# Newbie



## mark.c (Sep 25, 2012)

Hi all, had lots of VAG cars( mk1&mk2 gti's,polo g40,rs6,b5 s4,vr6, tt qs etc. Was looking for a R32(could not find a nice non blue one) so after having a drive in my brothers (neilc) tt v6,decided to look for one. I brought a standard avus silver v6 with blue leather and sat nav about a month ago.
More photos to follow after the car has been cleaned for the first time!

[album][/album]


----------



## Hoggy (May 8, 2002)

Hi Mark.c, Welcome to the TTF & TT ownership.
Hoggy.


----------



## t'mill (Jul 31, 2012)

Love Avus silver 8) Welcome to the forum


----------



## YELLOW_TT (Feb 25, 2004)

Welcome


----------



## LordG71 (Jan 10, 2012)

Welcome


----------



## staners1 (Jan 7, 2012)

welcome mate  I hear you have some mods in mind


----------



## neilc (Aug 8, 2011)

Welcome to the forum bro  Get some more pics up today when Lee has valeted it for you.


----------



## davelincs (Jan 1, 2010)

HiMark, welcome to the forum


----------



## mark.c (Sep 25, 2012)

Thanks Guys, I started uprating the car after a week of ownership,as it didnt handle to my liking.
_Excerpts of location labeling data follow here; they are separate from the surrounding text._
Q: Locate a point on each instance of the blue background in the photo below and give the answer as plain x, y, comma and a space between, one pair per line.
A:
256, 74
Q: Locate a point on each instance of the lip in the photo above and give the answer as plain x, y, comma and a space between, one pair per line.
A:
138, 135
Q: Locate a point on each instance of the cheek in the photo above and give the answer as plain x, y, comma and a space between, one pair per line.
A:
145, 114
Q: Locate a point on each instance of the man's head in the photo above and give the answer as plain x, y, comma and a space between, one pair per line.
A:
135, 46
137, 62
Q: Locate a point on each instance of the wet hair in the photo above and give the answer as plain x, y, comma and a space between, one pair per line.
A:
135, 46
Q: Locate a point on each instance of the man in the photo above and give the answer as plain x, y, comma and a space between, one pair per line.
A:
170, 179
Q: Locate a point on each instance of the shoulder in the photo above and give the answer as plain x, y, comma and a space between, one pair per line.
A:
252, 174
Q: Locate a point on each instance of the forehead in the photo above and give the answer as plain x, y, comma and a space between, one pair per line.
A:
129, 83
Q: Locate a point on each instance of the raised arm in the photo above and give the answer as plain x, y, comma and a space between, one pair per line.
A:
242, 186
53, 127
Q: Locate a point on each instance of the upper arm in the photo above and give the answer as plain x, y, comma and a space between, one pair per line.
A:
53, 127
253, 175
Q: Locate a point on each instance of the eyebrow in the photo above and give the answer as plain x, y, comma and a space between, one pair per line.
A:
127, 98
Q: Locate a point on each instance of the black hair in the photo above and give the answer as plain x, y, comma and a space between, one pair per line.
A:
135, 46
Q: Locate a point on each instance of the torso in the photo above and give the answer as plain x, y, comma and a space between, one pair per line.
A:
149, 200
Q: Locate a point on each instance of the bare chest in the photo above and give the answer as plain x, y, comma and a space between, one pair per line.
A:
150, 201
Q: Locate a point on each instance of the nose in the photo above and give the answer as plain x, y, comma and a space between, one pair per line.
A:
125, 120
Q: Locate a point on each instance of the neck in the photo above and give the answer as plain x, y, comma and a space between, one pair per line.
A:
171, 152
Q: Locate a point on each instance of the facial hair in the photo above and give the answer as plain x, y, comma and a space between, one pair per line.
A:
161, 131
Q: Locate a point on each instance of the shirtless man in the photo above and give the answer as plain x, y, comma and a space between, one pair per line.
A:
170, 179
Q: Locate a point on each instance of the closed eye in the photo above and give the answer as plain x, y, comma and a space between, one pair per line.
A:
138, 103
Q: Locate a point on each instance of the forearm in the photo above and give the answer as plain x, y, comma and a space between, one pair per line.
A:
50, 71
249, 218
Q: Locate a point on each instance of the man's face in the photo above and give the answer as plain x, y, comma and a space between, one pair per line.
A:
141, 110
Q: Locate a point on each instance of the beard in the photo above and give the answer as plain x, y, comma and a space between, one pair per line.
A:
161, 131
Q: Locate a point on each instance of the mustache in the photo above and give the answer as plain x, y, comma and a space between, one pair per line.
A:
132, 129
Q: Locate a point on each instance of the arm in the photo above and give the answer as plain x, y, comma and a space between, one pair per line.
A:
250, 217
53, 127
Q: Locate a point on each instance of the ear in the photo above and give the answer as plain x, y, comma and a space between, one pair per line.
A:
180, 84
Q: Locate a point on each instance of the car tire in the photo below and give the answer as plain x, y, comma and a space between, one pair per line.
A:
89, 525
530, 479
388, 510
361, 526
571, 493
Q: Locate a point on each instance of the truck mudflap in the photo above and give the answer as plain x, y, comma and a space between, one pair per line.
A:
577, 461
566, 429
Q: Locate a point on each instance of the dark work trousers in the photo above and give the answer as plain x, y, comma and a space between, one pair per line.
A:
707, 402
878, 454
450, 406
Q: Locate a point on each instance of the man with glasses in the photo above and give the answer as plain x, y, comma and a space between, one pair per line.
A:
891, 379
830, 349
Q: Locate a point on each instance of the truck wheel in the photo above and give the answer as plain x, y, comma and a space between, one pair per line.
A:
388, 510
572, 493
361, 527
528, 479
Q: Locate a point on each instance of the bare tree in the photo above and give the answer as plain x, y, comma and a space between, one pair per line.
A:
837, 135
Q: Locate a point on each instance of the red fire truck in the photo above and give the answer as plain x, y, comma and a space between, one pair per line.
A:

Much better now!


----------



## TTchan (Mar 24, 2012)

Welcome mark, nice car


----------



## The Blue Bandit (Sep 22, 2011)

... welcome to the forum Mark, car looks ace- and I'm not even going to hold it against you that you are closely related to Neil (everyone has a cross to bear!)  ... looking forward to seeing more pics of the car- and watching it evolve ...


----------



## mark.c (Sep 25, 2012)

Cheers Blue Bandit,car has evolved a lot already(only had it a month) Only picked car up from Neil [smiley=argue.gif] today after valeting :lol: ,will take some shots 2mrow.


----------



## sussexbythesea (Apr 12, 2012)

Great colour choice Mark.C 
but I would say that :roll:

Welcome
Peter


----------



## neilc (Aug 8, 2011)

Dolomite rules :lol: Avus looks like a washed out blue :wink:


----------



## mark.c (Sep 25, 2012)

John Major Grey more like! :lol:


----------



## sussexbythesea (Apr 12, 2012)

Not quite the Blue Rinse I had in mind.... :!:










with a hint of lilac perhaps
:lol: :lol:

Peter


----------



## mark.c (Sep 25, 2012)

Car cleaned now  ,cheers Neil(teaboy) and Lee.


----------



## neilc (Aug 8, 2011)

Nice knob :wink:


----------



## The Blue Bandit (Sep 22, 2011)

neilc said:


> Nice knob :wink:


... I must admit I couldn't stop looking at it!- it's quite big isn't it? ...
... you must polish it _a lot_ by the look of it ...
... I've got a big black one like it- but I haven't managed to fit it in yet ...


----------